Neue Spekulationen um Transrapid-Unglück

- Osnabrück - Unterschiedliche Funksysteme auf der Transrapid-Teststrecke im niedersächsischen Emsland haben möglicherweise zum Zugunglück mit 23 Toten beigetragen. Mitarbeiter auf dem Werkstattwagen konnten den Funkverkehr zwischen dem Leitstand und dem Transrapid nicht verfolgen.

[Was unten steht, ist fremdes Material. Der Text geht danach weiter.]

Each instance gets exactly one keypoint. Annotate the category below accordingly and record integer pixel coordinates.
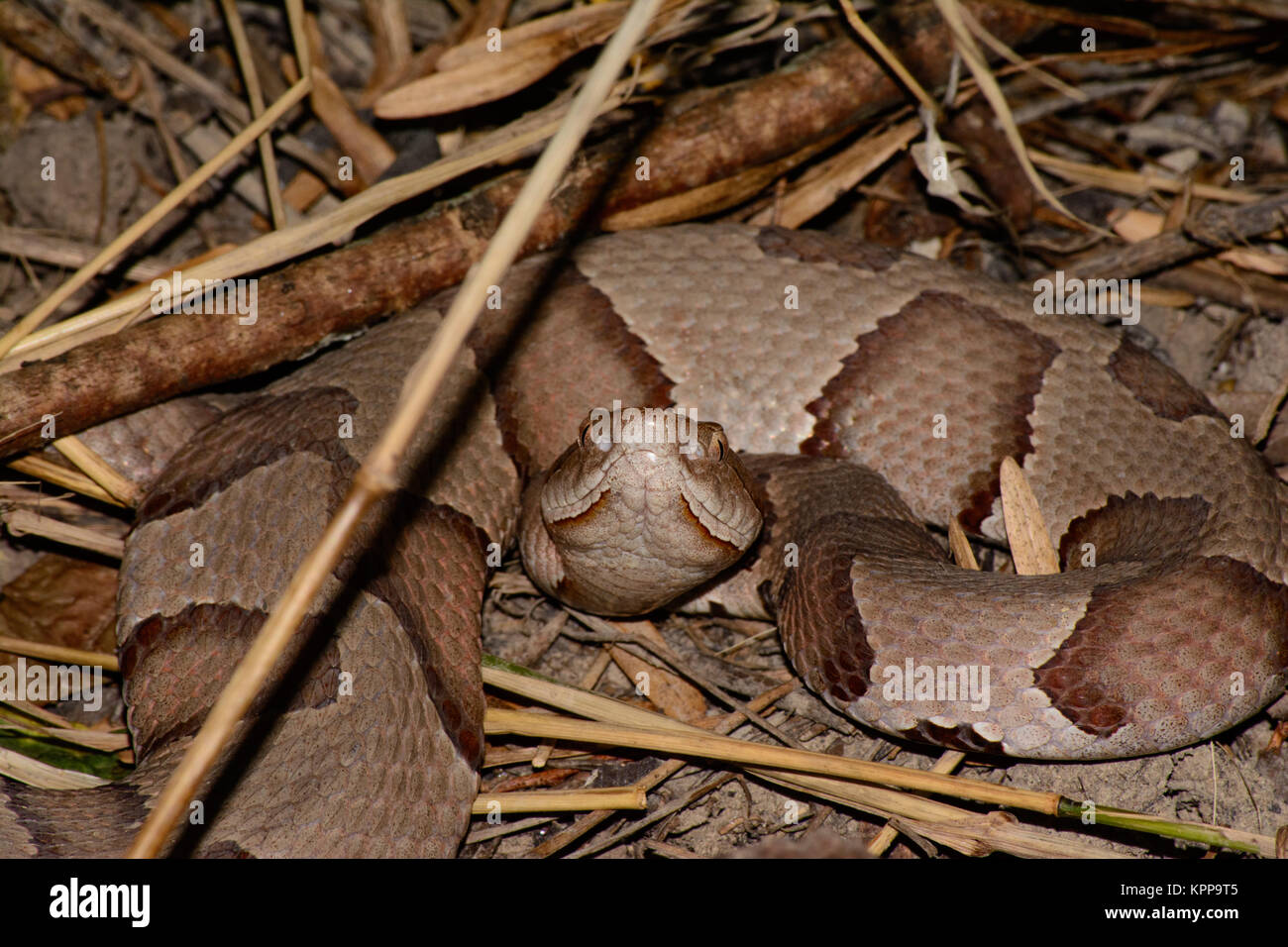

Das teilte die zuständige Osnabrücker Staatsanwaltschaft heute mit. Wegen der unterschiedlichen Funksysteme konnten die beiden Männer im Werkstattwagen am Unglückstag auch den Funkspruch nicht mithören, der die Fahrt des Transrapids freigab.

Der Magnetschwebezug war im September 2006 auf der Versuchsanlage in Lathen auf einen stehenden Werkstattwagen geprallt. 23 Menschen kamen ums Leben. Die Staatsanwaltschaft geht aber weiter davon aus, dass das Unglück allein durch menschliches Versagen ausgelöst wurde. Die Justiz ermittelt gegen die beiden Mitarbeiter im Leitstand der Transrapid-Anlage.

Die unterschiedlichen Funksysteme seien strafrechtlich nicht relevant, sagte der Sprecher der Osnabrücker Staatsanwaltschaft, Alexander Retemeyer. Die Behörde halte die Sicherheitsausstattung der Versuchsanlage nicht für die Ursache des Unglücks. Im Untersuchungsausschuss des Landtages zur politischen Aufklärung des Unglückes sorgte die Darstellung unterschiedlicher Funksysteme jedoch für Aufsehen.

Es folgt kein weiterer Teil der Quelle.